Question about manifolds and coordinate transformations
(This answer assumes you know the differential geometry and just want to know how the physicist gets that expression.)
Let $V,W\subset\mathbb{R}^n$ and $\psi : V\to U$ and $\phi : W\to U'$ be charts for $U,U'\subset M$ on some manifold $M$. Then the "change of coordinates" on $U\cap U'$ is the transition function $$ \phi^{-1}\circ \psi : V\to W.$$ This function induces a natural map between tangent vectors, the pushforward $$ \mathrm{d}(\phi^{-1}\circ \psi) : TV\to TW,$$ which is the Jacobian of the transformation, i.e. at every point $x\in V$, we have $$ \mathrm{d}(\phi^{-1}\circ \psi)_x : T_xV\to T_xW, v\mapsto J(\phi^{-1}\circ\psi)(x)\cdot v.$$ Written in the standard coordinates of the $\mathbb{R}^n$ both $V$ and $W$ are subsets of, the Jacobian is precisely the matrix with components $\frac{\partial x'^a}{\partial x^b}$ you ask about, where $x' = \phi^{-1}\circ \psi$.
We want the functions $\psi$ to be differentiable precisely because we want them to yield this map between tangent vectors. If the maps are not differentiable, there is no natural map induced on the tangent vectors.
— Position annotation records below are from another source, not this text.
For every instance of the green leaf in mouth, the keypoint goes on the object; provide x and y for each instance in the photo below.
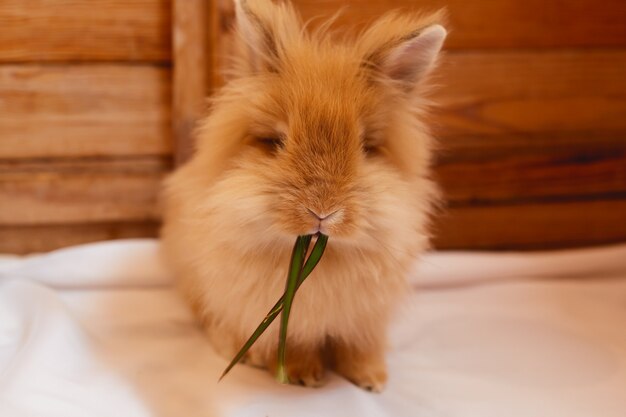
(299, 270)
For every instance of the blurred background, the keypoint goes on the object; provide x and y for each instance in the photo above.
(98, 99)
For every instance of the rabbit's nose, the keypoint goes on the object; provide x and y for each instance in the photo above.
(324, 217)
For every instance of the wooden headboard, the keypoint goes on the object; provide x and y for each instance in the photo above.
(94, 111)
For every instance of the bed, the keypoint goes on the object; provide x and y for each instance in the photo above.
(98, 330)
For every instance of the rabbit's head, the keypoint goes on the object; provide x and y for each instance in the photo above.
(313, 134)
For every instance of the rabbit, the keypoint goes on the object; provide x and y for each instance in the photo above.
(311, 134)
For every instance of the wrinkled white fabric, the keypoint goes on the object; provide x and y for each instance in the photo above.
(97, 330)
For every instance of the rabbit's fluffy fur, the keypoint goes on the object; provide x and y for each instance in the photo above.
(307, 127)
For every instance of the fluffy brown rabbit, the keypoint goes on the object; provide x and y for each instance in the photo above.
(310, 134)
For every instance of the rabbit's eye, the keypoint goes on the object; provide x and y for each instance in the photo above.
(370, 149)
(271, 143)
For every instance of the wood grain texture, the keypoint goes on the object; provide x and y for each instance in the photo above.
(76, 111)
(532, 226)
(495, 93)
(192, 70)
(80, 192)
(532, 168)
(29, 239)
(479, 24)
(85, 30)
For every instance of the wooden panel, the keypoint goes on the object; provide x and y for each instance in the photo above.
(532, 226)
(80, 192)
(529, 92)
(192, 70)
(488, 23)
(522, 168)
(29, 239)
(500, 23)
(63, 111)
(84, 30)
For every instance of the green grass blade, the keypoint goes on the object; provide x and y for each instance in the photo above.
(310, 264)
(269, 318)
(314, 257)
(295, 270)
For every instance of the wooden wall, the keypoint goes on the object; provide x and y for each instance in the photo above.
(95, 103)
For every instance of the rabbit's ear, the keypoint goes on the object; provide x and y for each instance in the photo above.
(264, 29)
(405, 56)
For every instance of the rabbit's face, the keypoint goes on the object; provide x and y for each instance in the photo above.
(324, 137)
(308, 128)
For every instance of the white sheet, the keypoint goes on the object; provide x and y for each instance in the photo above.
(97, 330)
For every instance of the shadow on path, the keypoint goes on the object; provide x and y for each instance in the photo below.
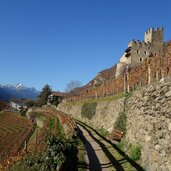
(111, 158)
(94, 163)
(108, 154)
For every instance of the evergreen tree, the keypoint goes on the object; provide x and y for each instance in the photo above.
(43, 97)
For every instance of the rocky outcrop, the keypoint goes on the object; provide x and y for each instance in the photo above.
(149, 124)
(148, 113)
(105, 115)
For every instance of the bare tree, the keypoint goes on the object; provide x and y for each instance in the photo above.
(72, 85)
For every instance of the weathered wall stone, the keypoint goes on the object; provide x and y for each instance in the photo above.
(149, 124)
(105, 116)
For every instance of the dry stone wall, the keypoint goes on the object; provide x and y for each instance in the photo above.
(152, 69)
(149, 124)
(104, 117)
(148, 113)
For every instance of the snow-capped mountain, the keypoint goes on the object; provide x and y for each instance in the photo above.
(18, 90)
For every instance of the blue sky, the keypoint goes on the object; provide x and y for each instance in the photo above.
(56, 41)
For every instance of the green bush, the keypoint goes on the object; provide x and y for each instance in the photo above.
(135, 153)
(121, 122)
(89, 110)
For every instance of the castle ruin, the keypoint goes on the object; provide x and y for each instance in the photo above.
(137, 51)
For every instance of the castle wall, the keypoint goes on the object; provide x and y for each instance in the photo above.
(151, 70)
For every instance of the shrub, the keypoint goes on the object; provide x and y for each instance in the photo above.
(121, 122)
(89, 110)
(135, 153)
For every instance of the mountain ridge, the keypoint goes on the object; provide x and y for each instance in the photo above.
(9, 91)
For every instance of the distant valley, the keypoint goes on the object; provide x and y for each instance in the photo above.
(10, 91)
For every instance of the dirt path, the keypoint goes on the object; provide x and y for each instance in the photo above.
(102, 155)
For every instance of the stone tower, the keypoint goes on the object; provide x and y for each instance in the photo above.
(154, 35)
(137, 50)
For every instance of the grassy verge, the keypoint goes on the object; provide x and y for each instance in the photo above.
(102, 99)
(81, 156)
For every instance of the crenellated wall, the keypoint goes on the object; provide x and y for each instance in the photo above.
(148, 112)
(151, 70)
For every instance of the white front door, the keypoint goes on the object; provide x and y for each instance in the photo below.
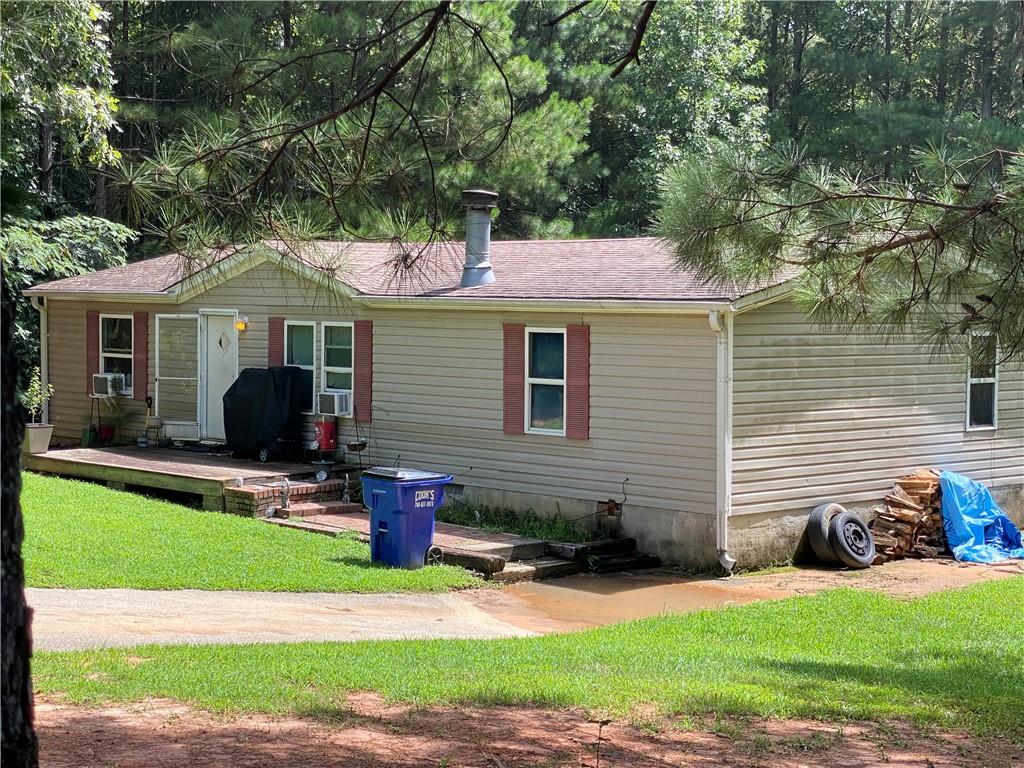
(220, 369)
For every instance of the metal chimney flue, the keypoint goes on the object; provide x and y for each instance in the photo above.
(476, 270)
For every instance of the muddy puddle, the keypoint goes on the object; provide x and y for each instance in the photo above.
(583, 601)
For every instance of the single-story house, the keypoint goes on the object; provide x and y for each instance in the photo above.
(549, 375)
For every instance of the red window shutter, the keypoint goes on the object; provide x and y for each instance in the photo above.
(140, 355)
(578, 382)
(363, 377)
(91, 348)
(275, 342)
(514, 379)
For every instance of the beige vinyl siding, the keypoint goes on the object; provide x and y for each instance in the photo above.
(819, 415)
(437, 392)
(437, 403)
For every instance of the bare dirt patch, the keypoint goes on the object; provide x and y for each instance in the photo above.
(588, 600)
(366, 731)
(908, 578)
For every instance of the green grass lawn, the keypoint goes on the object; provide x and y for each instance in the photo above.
(954, 658)
(79, 535)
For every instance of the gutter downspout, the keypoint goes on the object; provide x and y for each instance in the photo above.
(44, 366)
(721, 324)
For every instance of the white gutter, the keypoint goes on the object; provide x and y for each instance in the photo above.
(44, 363)
(109, 296)
(721, 324)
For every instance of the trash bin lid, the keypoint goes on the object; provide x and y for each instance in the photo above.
(403, 474)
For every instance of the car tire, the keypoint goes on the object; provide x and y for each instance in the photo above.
(433, 556)
(851, 541)
(817, 531)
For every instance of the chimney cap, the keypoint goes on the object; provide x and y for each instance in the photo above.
(479, 198)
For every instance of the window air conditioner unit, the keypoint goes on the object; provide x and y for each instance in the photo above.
(108, 385)
(335, 403)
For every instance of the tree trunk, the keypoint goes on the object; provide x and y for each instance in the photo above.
(99, 202)
(46, 157)
(286, 23)
(942, 75)
(797, 76)
(772, 85)
(905, 81)
(987, 66)
(18, 748)
(888, 83)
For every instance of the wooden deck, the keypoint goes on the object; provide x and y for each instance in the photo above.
(166, 469)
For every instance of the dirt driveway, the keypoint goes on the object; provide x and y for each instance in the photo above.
(368, 732)
(68, 620)
(583, 601)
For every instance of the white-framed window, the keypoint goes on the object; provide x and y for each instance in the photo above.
(982, 382)
(337, 356)
(546, 381)
(300, 350)
(117, 347)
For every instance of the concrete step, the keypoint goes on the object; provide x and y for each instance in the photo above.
(514, 549)
(536, 569)
(572, 551)
(617, 563)
(309, 509)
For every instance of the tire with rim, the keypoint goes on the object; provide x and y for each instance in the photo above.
(433, 556)
(817, 531)
(851, 541)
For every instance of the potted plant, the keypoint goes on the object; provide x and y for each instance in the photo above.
(37, 435)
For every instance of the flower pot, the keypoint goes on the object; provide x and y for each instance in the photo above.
(37, 437)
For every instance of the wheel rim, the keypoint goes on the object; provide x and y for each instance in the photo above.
(856, 540)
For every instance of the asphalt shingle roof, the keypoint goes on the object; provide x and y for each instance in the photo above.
(631, 268)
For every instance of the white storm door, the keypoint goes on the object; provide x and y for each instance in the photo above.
(220, 369)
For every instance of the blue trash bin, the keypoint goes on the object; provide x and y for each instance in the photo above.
(401, 505)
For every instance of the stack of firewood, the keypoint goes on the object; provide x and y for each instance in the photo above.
(909, 523)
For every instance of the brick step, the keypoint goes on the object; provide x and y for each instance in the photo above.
(310, 509)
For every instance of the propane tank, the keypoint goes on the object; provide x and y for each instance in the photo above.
(326, 430)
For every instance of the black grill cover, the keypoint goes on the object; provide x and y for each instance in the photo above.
(262, 408)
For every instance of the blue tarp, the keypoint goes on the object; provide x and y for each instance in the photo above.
(976, 528)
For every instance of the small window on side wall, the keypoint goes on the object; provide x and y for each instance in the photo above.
(300, 341)
(982, 394)
(546, 381)
(116, 348)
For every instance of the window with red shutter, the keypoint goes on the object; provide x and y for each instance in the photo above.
(545, 364)
(140, 355)
(91, 348)
(578, 382)
(364, 374)
(513, 378)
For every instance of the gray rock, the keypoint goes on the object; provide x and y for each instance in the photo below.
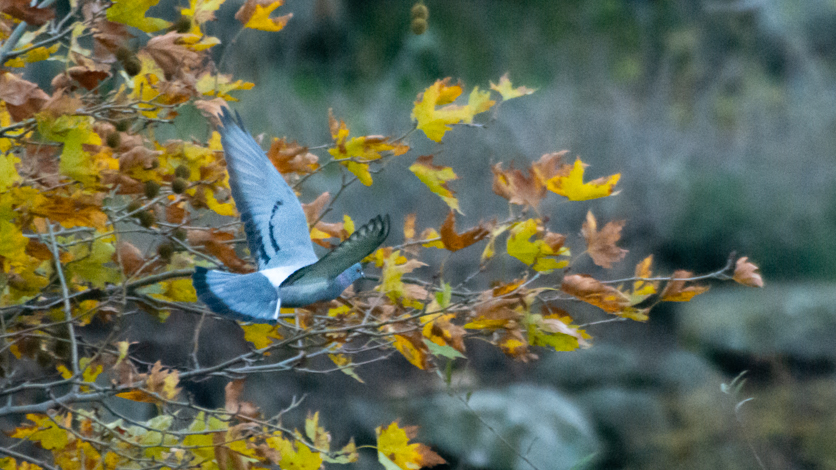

Assume that $\varphi:U\rightarrow \mathbb{R}^n$ is a chart function. If $p\in M$ is a point, then we write $$ \varphi(p)=(x^1(p),...,x^n(p)), $$ so $\varphi$ as a local $\mathbb{R}^n$-valued function is equal to $n$ local $\mathbb{R}$-valued functions, which are the coordinate functions of the chart.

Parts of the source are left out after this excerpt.